Do ponto de vista tributário, o presidente da ABFintechs vê como injusta a exigência dos bancos de que sejam elevadas as alíquotas para fintechs utilizado um discurso de igualdade.
Ele explica que não existem condições iguais de mercado, produtos ou serviços, embora os clientes possam ser os mesmos. Enquanto um banco tradicional tem autorização pública para captar dinheiro e usar o recurso para empréstimos, movimentando contas correntes, poupanças entre outros, no próprio nome, uma fintech não tem esta autorização.
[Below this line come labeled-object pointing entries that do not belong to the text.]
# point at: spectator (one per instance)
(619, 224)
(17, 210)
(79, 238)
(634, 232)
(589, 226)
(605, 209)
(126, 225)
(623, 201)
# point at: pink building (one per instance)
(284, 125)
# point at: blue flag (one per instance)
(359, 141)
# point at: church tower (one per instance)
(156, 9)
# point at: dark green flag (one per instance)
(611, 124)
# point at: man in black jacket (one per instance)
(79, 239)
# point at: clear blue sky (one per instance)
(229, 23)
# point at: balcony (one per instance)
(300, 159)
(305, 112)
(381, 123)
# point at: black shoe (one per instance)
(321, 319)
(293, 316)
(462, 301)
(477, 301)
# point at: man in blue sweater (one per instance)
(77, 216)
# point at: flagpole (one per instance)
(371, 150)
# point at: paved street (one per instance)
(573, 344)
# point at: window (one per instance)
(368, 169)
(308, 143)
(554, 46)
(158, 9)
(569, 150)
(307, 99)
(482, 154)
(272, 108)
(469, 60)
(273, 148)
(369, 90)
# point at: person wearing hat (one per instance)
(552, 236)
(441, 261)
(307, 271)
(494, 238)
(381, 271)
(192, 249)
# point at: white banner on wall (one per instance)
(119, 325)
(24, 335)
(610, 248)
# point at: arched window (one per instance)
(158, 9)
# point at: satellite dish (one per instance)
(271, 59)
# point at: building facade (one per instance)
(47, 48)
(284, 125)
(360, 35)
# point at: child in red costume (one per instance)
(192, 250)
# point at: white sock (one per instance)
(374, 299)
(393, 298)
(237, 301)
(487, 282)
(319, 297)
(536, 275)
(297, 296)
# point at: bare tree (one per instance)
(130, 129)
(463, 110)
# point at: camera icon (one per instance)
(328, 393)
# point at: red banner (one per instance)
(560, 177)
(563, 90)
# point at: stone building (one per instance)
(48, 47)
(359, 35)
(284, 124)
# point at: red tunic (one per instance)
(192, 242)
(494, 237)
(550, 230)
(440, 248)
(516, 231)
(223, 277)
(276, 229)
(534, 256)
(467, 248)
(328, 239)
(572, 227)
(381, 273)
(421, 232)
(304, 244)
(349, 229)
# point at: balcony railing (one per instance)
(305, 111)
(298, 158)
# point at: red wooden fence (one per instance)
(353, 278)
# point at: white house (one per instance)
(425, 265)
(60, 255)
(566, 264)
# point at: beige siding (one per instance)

Para a fintech captar recursos precisa de veículos de investimento, cotas de fundos no mercado de capitais, exigências muito maiores do que os bancos tradicionais. Já no caso das instituições de pagamento, Perez cita que mesmo para antecipar recebíveis a fintech de pagamento precisaria adquirir títulos públicos do Tesouro em nome da instituição para poder efetivamente movimentar o dinheiro.
“Os serviços ofertados pelas fintechs são mais travados do que os bancos, e por isso que o custo tributário é menor”, aponta. Perez conclui que usar o discurso de equiparação tributária para as fintechs seria falacioso.
É importante destacar que embora o edital da consulta pública 78 já foi encerrado e passa por avaliação dos reguladores, as normas estipuladas no documento podem ainda ser alteradas de acordo com as propostas do mercado, segundo apontam os especialistas.